Another key finding was that entities that failed faster, had better chances of success. This slots in nicely with the Lean methodology CobbleWeb applies to software development, which emphasises continuous improvement in the speed and quality of deliveries.  

“You have to figure out what worked and what didn’t, and then focus on what needs to be improved instead of thrashing around and changing everything,”

– Dashun Wang, Professor of Management and Organizations at Northwestern University’s Kellogg School of Management

The bottomline, how your business responds to failure will determine its future.

5 mistakes that killed the AAF marketplace’s chances of success

#1 – Cognitive dissonance

Experts in one discipline often think they are experts in everything else. AAF’s business development consultant may have seen success in other ventures, but his lack of marketplace expertise created a loss of focus which placed the project in jeopardy.

#2 – Constantly replacing point people 

Successful marketplace projects require good communication lines between the project owners and their development partners. When there’s lots of personnel changes it creates a lack of continuity and communication breakdown.

 #3 – Not sticking to a proven process

AAF ignored the advice from their development experts with regards to following an iterative process in order to identify profitable market segments and establish product-market fit. 

Why it is important to invest in a process, rather than a product, is discussed in-depth in our blog post: Marketplace development: budget vs cost (they’re not the same).
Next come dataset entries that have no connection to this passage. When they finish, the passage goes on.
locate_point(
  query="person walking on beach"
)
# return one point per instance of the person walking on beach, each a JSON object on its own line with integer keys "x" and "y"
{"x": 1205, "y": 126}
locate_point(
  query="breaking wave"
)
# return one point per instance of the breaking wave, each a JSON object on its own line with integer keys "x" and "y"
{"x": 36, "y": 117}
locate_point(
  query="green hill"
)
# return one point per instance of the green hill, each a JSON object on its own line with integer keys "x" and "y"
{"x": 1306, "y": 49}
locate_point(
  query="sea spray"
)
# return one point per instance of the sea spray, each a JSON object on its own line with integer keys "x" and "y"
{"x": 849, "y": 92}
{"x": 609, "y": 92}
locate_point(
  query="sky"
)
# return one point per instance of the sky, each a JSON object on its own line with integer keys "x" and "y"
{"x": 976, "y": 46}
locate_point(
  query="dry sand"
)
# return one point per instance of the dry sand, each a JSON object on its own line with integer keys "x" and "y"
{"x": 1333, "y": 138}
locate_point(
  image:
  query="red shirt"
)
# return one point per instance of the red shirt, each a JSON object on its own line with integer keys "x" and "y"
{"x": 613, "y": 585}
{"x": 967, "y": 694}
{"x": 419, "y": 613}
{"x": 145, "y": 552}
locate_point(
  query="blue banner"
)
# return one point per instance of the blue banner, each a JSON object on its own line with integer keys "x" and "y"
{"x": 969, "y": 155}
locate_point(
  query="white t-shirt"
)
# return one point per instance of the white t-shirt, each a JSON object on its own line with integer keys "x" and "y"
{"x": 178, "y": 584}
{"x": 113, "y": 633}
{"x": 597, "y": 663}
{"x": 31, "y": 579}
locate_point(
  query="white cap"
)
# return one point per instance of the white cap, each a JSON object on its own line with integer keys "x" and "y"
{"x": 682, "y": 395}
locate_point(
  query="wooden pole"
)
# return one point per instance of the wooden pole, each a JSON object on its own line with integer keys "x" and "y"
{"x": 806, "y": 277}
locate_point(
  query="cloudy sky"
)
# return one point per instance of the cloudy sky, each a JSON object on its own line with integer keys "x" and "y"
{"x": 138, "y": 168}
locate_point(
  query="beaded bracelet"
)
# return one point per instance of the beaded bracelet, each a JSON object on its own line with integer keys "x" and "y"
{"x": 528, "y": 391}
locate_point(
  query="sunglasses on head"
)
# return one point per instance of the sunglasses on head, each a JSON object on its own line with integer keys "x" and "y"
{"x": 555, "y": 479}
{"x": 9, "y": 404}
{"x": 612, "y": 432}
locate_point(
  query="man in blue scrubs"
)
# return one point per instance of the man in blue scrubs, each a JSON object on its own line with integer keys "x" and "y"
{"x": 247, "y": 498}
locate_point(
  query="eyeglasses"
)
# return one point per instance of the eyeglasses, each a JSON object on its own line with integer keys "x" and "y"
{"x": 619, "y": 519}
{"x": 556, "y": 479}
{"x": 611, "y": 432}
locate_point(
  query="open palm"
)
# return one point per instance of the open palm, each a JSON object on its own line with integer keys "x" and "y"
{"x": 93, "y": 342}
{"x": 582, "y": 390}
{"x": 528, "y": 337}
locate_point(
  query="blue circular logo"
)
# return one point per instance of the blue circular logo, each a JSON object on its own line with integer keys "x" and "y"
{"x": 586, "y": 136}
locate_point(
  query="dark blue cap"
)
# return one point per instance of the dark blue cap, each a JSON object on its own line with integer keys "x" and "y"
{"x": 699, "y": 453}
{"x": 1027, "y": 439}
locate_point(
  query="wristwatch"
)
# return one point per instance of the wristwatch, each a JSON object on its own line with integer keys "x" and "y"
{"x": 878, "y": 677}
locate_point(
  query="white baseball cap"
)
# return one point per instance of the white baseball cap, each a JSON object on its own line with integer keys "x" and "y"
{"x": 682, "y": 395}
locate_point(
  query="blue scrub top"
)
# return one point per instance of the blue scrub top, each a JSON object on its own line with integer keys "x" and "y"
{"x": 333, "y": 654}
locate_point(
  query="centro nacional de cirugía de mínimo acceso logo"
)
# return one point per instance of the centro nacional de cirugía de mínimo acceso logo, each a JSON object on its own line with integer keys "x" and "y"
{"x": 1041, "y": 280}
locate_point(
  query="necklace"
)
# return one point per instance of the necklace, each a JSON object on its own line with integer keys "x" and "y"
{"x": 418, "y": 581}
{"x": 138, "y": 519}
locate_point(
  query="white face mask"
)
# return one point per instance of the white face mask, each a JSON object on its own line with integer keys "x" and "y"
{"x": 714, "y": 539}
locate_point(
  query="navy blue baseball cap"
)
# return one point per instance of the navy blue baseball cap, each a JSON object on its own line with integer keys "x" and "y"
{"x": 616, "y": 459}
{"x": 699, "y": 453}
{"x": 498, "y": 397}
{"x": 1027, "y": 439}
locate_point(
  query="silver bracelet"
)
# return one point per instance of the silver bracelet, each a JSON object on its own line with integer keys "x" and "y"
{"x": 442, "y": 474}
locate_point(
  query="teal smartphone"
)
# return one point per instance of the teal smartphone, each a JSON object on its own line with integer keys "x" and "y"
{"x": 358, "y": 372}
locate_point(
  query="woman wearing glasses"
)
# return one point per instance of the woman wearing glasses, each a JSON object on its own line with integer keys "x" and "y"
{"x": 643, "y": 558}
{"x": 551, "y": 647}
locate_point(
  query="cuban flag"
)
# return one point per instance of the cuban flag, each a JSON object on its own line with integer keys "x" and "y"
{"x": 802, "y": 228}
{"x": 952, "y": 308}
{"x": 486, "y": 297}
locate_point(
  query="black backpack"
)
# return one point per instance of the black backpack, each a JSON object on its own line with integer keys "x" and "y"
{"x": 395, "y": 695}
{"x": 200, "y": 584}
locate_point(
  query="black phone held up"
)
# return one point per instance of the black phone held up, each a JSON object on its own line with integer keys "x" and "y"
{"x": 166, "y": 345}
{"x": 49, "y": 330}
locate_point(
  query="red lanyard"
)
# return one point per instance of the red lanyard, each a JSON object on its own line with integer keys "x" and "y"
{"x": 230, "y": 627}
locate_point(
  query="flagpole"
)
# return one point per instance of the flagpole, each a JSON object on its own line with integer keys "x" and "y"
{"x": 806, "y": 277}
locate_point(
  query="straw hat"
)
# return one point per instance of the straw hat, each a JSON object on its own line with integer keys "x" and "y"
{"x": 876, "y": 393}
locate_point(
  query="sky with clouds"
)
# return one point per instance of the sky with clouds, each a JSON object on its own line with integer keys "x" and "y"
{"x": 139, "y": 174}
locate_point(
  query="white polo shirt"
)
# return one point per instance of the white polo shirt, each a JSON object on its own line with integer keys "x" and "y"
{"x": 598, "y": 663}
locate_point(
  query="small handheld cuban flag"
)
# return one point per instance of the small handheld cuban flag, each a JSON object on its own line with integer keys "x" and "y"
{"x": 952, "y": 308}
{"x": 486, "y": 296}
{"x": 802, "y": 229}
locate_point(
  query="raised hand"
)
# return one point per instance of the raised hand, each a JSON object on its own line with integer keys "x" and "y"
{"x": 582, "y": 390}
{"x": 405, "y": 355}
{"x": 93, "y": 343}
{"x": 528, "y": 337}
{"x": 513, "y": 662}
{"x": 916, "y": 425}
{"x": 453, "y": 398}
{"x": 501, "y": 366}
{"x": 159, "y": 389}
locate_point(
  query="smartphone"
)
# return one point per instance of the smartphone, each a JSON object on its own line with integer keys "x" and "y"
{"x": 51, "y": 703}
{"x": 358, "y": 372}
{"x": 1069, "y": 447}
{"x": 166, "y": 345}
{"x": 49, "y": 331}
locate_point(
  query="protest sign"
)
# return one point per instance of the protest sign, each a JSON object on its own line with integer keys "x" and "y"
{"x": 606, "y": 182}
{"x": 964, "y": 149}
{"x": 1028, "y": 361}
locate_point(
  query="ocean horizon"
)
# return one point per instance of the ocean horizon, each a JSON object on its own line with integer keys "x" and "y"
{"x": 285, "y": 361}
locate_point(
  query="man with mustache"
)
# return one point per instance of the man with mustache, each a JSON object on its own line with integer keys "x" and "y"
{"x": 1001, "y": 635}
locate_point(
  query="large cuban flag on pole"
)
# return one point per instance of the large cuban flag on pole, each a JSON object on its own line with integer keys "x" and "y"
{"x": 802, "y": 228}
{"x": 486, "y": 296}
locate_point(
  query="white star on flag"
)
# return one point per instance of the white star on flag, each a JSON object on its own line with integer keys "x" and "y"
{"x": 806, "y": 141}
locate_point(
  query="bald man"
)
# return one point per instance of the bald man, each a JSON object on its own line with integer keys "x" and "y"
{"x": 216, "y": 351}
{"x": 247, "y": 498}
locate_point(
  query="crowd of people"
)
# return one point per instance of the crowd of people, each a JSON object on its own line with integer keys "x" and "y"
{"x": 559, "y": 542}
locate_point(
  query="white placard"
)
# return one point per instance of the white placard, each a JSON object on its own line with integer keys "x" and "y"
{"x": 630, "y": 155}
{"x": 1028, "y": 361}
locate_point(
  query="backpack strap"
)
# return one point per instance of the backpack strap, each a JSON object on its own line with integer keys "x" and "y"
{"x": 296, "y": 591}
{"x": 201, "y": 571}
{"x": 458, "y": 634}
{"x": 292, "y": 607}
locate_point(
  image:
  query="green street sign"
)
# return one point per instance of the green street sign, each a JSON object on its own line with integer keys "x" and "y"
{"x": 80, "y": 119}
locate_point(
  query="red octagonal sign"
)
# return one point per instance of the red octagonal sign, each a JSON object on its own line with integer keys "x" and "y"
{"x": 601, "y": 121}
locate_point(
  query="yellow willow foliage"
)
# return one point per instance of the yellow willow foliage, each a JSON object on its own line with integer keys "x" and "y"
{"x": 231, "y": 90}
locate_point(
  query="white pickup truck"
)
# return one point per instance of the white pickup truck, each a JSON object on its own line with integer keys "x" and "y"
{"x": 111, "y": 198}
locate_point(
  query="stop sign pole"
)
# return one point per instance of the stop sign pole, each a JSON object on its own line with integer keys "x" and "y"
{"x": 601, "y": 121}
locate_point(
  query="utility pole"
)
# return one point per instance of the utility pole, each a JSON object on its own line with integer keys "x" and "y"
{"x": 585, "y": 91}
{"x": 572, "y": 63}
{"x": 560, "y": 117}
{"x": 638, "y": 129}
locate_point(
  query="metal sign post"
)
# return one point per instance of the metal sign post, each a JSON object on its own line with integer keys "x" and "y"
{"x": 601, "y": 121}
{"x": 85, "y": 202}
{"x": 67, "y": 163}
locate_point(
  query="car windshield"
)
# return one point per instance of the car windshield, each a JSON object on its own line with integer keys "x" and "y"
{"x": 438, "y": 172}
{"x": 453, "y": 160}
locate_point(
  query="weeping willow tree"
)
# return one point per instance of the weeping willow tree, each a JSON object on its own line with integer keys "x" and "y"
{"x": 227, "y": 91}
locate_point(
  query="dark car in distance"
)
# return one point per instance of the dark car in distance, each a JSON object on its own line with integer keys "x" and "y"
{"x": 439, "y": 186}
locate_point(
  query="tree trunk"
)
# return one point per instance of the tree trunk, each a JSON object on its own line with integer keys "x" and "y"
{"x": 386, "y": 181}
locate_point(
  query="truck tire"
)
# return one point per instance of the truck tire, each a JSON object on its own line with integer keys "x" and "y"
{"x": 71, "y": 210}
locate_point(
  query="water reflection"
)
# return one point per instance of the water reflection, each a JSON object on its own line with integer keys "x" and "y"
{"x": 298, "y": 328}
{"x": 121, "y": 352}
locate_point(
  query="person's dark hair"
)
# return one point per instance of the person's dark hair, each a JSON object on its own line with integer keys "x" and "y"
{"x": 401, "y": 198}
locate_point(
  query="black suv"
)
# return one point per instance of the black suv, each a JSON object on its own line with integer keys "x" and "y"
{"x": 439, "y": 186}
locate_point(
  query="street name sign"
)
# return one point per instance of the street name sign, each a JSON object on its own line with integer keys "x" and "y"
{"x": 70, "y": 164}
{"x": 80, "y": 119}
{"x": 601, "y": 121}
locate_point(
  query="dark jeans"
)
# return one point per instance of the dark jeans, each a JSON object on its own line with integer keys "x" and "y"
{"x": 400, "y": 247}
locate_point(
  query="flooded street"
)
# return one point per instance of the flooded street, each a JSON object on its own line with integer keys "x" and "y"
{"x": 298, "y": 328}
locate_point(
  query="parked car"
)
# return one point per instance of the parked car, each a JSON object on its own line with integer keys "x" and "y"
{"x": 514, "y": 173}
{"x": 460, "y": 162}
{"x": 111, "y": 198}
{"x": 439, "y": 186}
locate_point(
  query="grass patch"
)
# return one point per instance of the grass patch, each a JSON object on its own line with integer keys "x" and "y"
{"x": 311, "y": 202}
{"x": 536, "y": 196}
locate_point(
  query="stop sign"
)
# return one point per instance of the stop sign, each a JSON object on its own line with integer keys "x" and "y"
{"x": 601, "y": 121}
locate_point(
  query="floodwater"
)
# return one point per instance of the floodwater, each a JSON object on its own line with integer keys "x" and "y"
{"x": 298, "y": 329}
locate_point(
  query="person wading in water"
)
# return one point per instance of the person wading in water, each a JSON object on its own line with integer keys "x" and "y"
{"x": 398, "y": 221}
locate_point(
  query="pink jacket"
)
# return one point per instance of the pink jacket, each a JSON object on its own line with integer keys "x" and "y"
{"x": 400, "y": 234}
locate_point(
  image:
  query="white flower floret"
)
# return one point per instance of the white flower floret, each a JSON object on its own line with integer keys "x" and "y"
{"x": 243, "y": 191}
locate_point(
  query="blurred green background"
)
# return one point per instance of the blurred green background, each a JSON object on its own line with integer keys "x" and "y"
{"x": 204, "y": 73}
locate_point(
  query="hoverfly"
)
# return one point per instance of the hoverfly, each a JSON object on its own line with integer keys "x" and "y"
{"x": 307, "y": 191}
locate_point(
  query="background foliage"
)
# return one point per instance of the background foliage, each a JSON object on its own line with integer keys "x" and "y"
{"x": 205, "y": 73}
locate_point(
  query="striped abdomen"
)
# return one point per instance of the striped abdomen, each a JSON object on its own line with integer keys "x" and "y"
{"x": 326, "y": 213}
#4 – Focusing on go-to-market strategies instead of product-market fit

AAF spent far too many resources on a shotgun global marketing strategy, instead of carefully choosing a highly engaged market, in a country such as the UK, to test their assumptions and grow profitable segments first. In order to add real value, an online marketplace extension to a successful bricks-and-mortar business should be complementary, rather than simply replicate the physical model.

#5 – KISS

Adding far too many bells and whistles and layers of complexity to the first version of their marketplace made it difficult to test core assumptions about user behaviour. It also took focus and resources away from establishing product-market fit.


We must make it clear that we are not picking on AAF. Online marketplaces are complex digital platforms that require many moving parts to run in sync for them to be successful. Many things can go wrong.  Sometimes it simply comes down to no market for the product. By illustration, another client, Moto+, had a brilliant idea to establish a rental marketplace for motorcycles similar to Uber. After a promising start, their platform was shut down due to lack of traction.

Therefore we insist on minimising our clients’ risk with a proven iterative process and do not simply churn out a static product. That’s why Minimum Viable Platforms are so valuable . . . with the caveat that they are properly implemented.